Invited Talk

Ian Milligan
Department of History, Faculty of Arts
University of Waterloo

Ian Milligan is an Associate Professor of History at the University of Waterloo, where he teaches Canadian and digital history. He is currently the principal investigator of the Archives Unleashed project, which seeks to make web archives accessible to humanities and social sciences researchers. Ian has published several books: the forthcoming History in the Age of Abundance? How the Web is Transforming Historical Research (April 2019), the SAGE Handbook of Web History (co-edited with Niels Brügger, 2018), Exploring Big Historical Data: The Historian’s Macroscope (co-authored with Scott Weingart and Shawn Graham, 2015), and Rebel Youth: 1960s Labour Unrest, Young workers, and New Leftists in English Canada (2014). In 2016, Ian was named the Canadian Society for Digital Humanities’s recipient of the Outstanding Early Career Award.

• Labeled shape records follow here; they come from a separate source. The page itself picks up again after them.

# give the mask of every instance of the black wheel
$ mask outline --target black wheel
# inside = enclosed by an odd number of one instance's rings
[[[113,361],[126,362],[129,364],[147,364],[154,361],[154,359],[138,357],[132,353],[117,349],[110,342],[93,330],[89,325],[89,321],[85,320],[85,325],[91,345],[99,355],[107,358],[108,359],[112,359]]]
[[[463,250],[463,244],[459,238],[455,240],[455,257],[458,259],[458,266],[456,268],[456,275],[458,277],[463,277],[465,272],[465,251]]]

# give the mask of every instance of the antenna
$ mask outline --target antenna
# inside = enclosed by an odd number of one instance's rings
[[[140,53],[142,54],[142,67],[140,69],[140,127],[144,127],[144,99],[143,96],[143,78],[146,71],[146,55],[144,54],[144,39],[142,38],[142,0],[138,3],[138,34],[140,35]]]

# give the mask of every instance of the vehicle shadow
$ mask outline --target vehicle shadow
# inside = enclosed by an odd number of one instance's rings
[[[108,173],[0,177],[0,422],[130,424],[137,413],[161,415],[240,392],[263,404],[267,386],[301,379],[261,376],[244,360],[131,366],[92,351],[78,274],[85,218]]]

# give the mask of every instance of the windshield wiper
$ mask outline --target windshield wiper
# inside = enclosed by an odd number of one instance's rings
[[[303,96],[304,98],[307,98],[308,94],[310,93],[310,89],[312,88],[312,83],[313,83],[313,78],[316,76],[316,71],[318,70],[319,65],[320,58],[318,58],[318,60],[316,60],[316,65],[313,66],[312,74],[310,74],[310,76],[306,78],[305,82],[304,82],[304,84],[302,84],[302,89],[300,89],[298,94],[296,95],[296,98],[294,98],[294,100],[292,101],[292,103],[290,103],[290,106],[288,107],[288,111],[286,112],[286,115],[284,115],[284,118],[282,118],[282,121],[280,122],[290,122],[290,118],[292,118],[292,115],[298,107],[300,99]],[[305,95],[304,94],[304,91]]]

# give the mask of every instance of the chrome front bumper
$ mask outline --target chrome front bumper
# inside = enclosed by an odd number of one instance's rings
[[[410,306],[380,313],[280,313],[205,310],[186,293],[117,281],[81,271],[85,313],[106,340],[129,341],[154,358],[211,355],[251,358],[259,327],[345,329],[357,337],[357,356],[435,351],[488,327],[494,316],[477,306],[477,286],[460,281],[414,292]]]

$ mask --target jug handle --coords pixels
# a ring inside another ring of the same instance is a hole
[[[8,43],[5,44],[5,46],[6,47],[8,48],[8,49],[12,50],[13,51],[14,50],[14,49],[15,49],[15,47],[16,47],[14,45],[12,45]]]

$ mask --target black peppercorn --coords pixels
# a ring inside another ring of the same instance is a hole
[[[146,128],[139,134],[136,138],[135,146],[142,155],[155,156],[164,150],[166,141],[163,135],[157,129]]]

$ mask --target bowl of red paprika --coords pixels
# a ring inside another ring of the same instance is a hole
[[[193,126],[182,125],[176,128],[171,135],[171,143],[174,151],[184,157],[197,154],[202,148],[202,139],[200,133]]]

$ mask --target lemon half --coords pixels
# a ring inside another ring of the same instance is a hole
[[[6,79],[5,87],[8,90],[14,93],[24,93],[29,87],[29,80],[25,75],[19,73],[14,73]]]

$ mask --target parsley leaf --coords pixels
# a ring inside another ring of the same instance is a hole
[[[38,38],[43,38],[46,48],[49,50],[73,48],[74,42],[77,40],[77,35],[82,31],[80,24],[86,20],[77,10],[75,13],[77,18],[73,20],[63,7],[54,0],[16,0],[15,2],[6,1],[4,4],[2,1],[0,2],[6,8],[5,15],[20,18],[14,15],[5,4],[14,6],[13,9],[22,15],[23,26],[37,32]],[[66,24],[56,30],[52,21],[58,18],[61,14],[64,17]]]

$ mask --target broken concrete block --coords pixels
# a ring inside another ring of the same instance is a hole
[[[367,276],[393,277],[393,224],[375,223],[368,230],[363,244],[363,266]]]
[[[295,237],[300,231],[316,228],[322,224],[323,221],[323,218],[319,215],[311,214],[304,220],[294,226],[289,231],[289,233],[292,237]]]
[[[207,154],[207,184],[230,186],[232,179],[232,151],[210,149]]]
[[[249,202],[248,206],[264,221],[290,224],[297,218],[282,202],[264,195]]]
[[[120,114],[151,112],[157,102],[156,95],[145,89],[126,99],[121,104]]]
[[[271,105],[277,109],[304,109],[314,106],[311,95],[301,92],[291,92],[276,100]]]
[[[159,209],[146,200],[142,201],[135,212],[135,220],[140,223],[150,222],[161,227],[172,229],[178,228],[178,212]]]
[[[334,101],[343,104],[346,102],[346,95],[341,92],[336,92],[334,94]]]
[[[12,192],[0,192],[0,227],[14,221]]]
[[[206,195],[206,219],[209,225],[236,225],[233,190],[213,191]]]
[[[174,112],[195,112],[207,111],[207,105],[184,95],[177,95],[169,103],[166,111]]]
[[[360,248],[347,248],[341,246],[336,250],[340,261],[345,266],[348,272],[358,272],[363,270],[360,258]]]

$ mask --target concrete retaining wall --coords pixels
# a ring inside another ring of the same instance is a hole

Working with Cultural Heritage at Scale: Developing Tools and Platforms to Enable Historians to Explore History in the Age of Abundance

The rise of the Web as a primary source will have deep implications for historians. It will affect our research — how we write and think about the past — and it will change how humanists and social scientists make sense of culture at scale. Scholars are entering an era when there will be more information than ever, left behind by people who rarely entered the historical record before. Web archives, repositories of archived websites dating back to 1996, will fundamentally transform scholarship, requiring a move towards computational methodologies and the digital humanities.

The talk explores this dramatic shift — and what is to be done about it — by arguing that historians will have to understand how to work with textual (and other) data at scale. Historians will soon need to become familiar, at the very least, with NLP techniques. This is not just a marginal problem: the need to explore the big data of the Web (and other digitized repositories) strikes to the core of our discipline.

All Historians Have to Begin to Work with Data

Initial moves towards digital methods have been very promising, as historians begin to study the 1990s. Even so, they will discover sooner than they think that one cannot write most histories of the 1990s or later without reference to web archives. They must be ready, but they are hamstrung. The profession has largely turned away from statistics and from quantitative methodologies more generally; and the web archiving analysis ecosystem is largely based on tools that require a high level of technical expertise. Access to web archives at scale requires, more often than not, fluency with command-line interfaces, access to high-performance computing, and storage at the terabyte scale. Historians need to analyze web archives to write histories, yet that requires skills and infrastructure beyond what one can reasonably expect of them. What, then, can be done?

Tools and Platforms: The Archives Unleashed Project

The talk introduces this problem, and discusses the process of developing tools and platforms to enable historians to explore this “age of abundance”. It does so by highlighting the Archives Unleashed Project, an interdisciplinary initiative funded by the Andrew W. Mellon Foundation. The project’s goal is to “make petabytes of historical Internet content accessible to scholars and others interested in researching the recent past”, and brings together a historian, a computer scientist, and a librarian to lead a team to develop such infrastructure. The project will achieve it in three main ways.

  • The Archives Unleashed Toolkit is an open-source platform for analyzing web archives with Apache Spark. It is a scalable toolkit, based upon a process cycle that we have developed; we call it the Filter-Analyze-Aggregate-Visualize cycle. To use the Toolkit, a scholar first filters down a large web (a particular range of dates, a domain, or only pages with certain keywords present); analyzes (finds links, or named entities, sentiment, topics); aggregates (summarizes the output); and visualizes (either through various data tools or tabular data). The Toolkit, based on a command-line interface, is unfortunately very difficult to use.
  • The Archives Unleashed Cloud is a web-based front-end for working with the Toolkit. It takes data from the Internet Archive and processes it into formats familiar to researchers: network diagrams, filtered text files, and other statistical information about a collection. We also provide all of this data for download with a bundled Jupyter Notebook. This allows scholars to use a web-based interface to perform basic data science operations on the data: draw on popular computational linguistics or data science Python libraries to process data and find answers. Suddenly, working with web archives is not so terrifying, and the users have been connected to the mainstream of the Natural Language Processing world.
  • We run a series of datathons (three to date, as part of the Mellon grant). They bring together domain experts, researchers, and others to work with web archive data at scale and so help lower barriers; connect people interested in the topic and build community; and help develop a body of practice around web archiving collection and analysis practices.


The talk explores ways in which we can help historians move into an age when working with cultural heritage at scale is no longer a “nice to have” but a necessary component of studying periods from the 1990s onwards.